Juliette Kayyem argues that, in Portland, Homeland Security isn't the problem -- it's Trump:
Seemingly desperate to goad Democrats into a fight over law and order, the White House has deployed federal law-enforcement agents from the Department of Homeland Security to Portland, Oregon, ostensibly to protect statues on federal property from vandals. Agents from Customs and Border Protection and other branches of DHS are wearing military fatigues, snatching demonstrators from the streets, and even attacking protesters who by all accounts are peaceful. The Constitution did not contemplate the mobilization of federal assets to fight a war on graffiti. Never having requested the president’s help, local and state politicians in Portland are outraged. Yesterday afternoon, Trump announced an expansion of the program to a number of other cities to “help drive down violent crime.”
These events offer a reminder of how much discretionary power every American president exercises—and why voters shouldn’t give the job to someone whose instincts are fundamentally authoritarian.
The only thing that needs to be abolished is the Trump administration. When the president is bent on using executive power for purely political ends, the specifics of the executive-branch organizational chart do not matter.

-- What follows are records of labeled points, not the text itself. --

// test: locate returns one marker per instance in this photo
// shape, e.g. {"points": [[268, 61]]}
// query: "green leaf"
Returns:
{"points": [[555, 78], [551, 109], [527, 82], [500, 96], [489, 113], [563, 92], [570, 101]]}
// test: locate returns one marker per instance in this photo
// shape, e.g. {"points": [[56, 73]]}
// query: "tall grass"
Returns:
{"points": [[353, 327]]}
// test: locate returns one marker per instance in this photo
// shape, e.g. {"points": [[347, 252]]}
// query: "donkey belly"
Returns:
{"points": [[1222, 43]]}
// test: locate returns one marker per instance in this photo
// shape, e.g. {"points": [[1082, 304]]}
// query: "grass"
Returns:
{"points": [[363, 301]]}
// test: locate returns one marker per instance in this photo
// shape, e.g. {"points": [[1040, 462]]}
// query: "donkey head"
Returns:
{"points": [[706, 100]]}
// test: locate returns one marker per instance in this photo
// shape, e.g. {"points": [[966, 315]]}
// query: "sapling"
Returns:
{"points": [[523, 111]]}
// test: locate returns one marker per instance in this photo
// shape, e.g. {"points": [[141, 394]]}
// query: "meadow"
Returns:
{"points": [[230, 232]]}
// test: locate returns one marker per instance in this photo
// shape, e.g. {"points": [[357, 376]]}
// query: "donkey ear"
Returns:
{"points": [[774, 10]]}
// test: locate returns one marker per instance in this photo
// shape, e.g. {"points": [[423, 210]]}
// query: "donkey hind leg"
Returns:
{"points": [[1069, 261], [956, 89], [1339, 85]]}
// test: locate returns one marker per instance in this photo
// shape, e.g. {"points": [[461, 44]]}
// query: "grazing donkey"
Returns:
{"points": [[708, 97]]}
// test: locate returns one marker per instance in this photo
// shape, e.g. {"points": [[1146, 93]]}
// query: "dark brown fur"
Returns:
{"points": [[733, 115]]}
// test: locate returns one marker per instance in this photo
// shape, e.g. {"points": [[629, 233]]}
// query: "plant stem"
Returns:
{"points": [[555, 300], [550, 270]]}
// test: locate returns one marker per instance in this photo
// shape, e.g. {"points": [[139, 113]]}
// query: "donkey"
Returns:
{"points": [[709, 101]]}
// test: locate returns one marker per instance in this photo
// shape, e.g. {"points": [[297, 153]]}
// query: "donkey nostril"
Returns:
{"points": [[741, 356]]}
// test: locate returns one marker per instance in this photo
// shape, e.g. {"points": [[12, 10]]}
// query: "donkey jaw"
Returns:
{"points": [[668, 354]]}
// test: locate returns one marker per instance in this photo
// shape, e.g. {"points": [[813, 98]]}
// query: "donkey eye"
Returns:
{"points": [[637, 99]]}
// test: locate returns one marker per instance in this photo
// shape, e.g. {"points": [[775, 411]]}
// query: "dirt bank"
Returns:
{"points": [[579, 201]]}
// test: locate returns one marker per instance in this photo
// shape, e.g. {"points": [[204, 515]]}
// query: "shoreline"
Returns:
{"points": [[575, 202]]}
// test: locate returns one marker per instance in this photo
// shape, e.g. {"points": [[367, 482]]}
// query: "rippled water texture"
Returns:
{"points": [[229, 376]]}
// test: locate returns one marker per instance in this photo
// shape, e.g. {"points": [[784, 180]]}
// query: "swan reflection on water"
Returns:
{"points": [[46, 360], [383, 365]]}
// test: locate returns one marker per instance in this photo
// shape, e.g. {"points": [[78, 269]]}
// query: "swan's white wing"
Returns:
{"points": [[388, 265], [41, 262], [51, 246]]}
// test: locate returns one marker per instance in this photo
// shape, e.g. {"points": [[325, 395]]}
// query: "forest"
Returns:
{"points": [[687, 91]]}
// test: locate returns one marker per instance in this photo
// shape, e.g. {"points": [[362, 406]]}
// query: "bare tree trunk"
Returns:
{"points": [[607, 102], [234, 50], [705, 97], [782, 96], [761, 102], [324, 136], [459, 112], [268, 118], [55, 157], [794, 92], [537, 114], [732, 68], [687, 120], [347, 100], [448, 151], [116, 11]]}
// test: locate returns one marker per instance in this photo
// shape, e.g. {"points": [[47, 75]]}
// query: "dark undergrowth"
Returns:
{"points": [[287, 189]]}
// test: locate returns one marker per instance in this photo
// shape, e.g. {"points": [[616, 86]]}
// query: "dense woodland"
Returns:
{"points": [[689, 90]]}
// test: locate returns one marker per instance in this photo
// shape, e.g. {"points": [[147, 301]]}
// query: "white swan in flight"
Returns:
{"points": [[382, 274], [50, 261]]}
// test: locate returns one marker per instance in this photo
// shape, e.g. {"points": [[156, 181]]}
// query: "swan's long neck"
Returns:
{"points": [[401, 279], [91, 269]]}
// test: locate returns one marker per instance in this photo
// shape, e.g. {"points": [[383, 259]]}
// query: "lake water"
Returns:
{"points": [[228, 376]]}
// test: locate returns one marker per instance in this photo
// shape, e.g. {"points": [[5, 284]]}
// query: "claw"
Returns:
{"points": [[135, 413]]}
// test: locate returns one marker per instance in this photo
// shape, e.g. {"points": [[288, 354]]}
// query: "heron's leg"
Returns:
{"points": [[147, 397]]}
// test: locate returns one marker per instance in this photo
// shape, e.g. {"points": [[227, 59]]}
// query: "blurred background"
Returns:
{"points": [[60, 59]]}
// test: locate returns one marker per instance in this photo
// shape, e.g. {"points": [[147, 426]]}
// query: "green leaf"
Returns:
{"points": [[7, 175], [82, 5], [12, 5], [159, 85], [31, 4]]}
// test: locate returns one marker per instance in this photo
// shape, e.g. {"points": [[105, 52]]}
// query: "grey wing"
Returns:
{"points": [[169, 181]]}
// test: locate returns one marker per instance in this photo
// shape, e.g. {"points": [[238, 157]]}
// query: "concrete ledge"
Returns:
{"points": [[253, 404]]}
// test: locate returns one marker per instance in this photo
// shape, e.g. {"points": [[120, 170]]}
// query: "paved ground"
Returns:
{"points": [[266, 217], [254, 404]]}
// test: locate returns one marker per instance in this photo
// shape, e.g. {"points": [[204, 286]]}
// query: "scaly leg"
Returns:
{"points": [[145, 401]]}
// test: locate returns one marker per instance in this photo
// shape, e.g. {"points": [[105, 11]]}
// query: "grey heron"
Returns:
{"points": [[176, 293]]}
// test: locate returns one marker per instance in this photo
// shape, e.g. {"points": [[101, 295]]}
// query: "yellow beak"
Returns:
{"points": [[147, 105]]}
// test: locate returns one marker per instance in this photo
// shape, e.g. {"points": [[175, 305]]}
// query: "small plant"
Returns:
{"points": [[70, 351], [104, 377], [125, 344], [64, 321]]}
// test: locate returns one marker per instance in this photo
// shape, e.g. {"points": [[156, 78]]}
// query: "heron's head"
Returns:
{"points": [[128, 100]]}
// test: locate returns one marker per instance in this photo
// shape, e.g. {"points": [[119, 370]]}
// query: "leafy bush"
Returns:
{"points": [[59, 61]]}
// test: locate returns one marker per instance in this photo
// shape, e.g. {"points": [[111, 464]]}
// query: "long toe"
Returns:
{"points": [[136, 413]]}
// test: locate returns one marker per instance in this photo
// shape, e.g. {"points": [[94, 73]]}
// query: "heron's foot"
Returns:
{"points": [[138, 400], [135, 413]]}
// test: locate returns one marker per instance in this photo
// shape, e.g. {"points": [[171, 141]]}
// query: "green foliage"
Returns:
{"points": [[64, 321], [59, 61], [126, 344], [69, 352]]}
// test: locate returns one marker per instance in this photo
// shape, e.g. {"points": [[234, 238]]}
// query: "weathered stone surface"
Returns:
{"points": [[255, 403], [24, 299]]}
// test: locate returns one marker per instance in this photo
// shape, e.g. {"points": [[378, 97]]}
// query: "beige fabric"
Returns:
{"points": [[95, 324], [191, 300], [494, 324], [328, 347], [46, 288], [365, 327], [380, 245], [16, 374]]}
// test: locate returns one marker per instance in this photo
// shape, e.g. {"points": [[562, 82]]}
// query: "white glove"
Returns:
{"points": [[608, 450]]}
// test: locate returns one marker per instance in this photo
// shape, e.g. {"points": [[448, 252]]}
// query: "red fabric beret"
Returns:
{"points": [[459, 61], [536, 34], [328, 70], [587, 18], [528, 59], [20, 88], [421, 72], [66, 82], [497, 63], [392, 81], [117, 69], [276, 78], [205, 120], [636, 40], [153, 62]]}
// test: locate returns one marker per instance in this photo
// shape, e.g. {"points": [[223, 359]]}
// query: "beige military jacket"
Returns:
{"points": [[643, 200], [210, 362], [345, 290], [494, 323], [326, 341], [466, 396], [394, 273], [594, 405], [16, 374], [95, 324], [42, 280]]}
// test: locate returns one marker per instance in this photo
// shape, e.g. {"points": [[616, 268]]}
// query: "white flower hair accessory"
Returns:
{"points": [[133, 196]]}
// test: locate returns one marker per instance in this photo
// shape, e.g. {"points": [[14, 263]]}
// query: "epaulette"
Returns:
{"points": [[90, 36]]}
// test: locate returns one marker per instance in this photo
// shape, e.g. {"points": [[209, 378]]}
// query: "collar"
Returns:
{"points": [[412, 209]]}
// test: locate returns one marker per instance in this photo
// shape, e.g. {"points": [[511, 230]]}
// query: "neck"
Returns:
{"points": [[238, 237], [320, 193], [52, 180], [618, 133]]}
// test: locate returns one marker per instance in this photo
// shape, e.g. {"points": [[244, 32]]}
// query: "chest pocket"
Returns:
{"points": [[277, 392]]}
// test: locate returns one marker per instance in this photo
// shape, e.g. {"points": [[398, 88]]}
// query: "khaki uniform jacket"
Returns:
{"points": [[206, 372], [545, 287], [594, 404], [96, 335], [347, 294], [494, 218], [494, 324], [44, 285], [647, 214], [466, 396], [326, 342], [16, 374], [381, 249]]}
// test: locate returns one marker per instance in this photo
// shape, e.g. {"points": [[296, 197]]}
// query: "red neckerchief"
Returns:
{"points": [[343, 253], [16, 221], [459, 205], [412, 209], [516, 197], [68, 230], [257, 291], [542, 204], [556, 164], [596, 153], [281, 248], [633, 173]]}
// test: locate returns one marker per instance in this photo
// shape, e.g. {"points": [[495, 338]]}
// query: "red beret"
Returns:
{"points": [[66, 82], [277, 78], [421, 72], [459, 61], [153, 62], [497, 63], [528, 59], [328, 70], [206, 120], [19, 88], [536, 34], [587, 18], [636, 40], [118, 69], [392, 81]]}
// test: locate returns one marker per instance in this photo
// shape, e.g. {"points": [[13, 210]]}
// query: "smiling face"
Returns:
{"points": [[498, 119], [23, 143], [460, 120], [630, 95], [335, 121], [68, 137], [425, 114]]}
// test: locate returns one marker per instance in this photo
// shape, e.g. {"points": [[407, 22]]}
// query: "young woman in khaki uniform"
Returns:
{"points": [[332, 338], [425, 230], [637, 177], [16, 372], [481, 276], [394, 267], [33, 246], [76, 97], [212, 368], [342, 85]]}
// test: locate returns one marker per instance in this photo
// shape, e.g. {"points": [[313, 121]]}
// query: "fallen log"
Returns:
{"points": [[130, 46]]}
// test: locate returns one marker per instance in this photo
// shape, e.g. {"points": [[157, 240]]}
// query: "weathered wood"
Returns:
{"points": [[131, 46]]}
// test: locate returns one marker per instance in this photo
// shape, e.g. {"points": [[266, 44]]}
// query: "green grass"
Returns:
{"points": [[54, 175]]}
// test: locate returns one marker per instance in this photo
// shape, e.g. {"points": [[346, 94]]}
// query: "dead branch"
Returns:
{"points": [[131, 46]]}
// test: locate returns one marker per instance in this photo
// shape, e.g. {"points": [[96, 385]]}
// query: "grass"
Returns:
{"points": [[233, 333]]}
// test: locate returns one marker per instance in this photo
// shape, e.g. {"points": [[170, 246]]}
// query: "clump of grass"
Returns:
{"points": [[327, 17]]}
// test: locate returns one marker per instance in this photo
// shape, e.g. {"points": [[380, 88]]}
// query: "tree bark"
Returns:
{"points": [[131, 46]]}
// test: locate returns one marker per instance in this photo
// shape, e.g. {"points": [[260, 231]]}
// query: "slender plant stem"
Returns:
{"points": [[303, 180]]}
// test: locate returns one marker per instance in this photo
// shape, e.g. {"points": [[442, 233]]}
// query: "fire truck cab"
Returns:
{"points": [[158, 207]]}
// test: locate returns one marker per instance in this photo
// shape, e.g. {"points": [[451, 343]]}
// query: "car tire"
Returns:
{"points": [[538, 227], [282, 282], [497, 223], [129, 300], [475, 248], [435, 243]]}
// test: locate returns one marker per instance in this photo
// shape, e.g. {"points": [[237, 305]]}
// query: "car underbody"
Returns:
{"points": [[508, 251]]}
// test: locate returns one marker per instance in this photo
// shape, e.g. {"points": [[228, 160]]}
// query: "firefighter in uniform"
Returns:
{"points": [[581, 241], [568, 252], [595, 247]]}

She's right on one point: A president bent on abusing his power is going to abuse his power. Trump couldn't use the military, ultimately, to achieve these ends -- so he turned to DHS instead.
But she's also wrong.
The framers of the Constitution got a lot of things wrong, IMHO -- we don't need the Senate -- but they did embrace an underlying thought process that was smart: One way to prevent a president from abusing his powers is to limit the tools he has for abuse.
With respect to Kayyem's (I'm sure) honorable service, the Department of Homeland Security was always particularly ripe for abuse by an authoritarian-minded president, from its name on down. I pointed out this week how one DHS agency, Customs and Border Patrol, is pretty much rogue to begin with, and offered some possible solutions.
The underlying idea is to limit the agency, both in terms of manpower and authority. "Trump and his cronies would surely look for other ways to crack down on protesters," I wrote. "He will abuse any power he has, and claim powers the Constitution doesn't actually grant him. Congress, however, doesn't need to make it easy for him."
So, yes, abolish Trump. But let's also make it harder for any would-be Trumps -- Tucker Carlson, say, or Tom Cotton -- to follow in his footsteps and do even more damage. Abolish Trump and the DHS.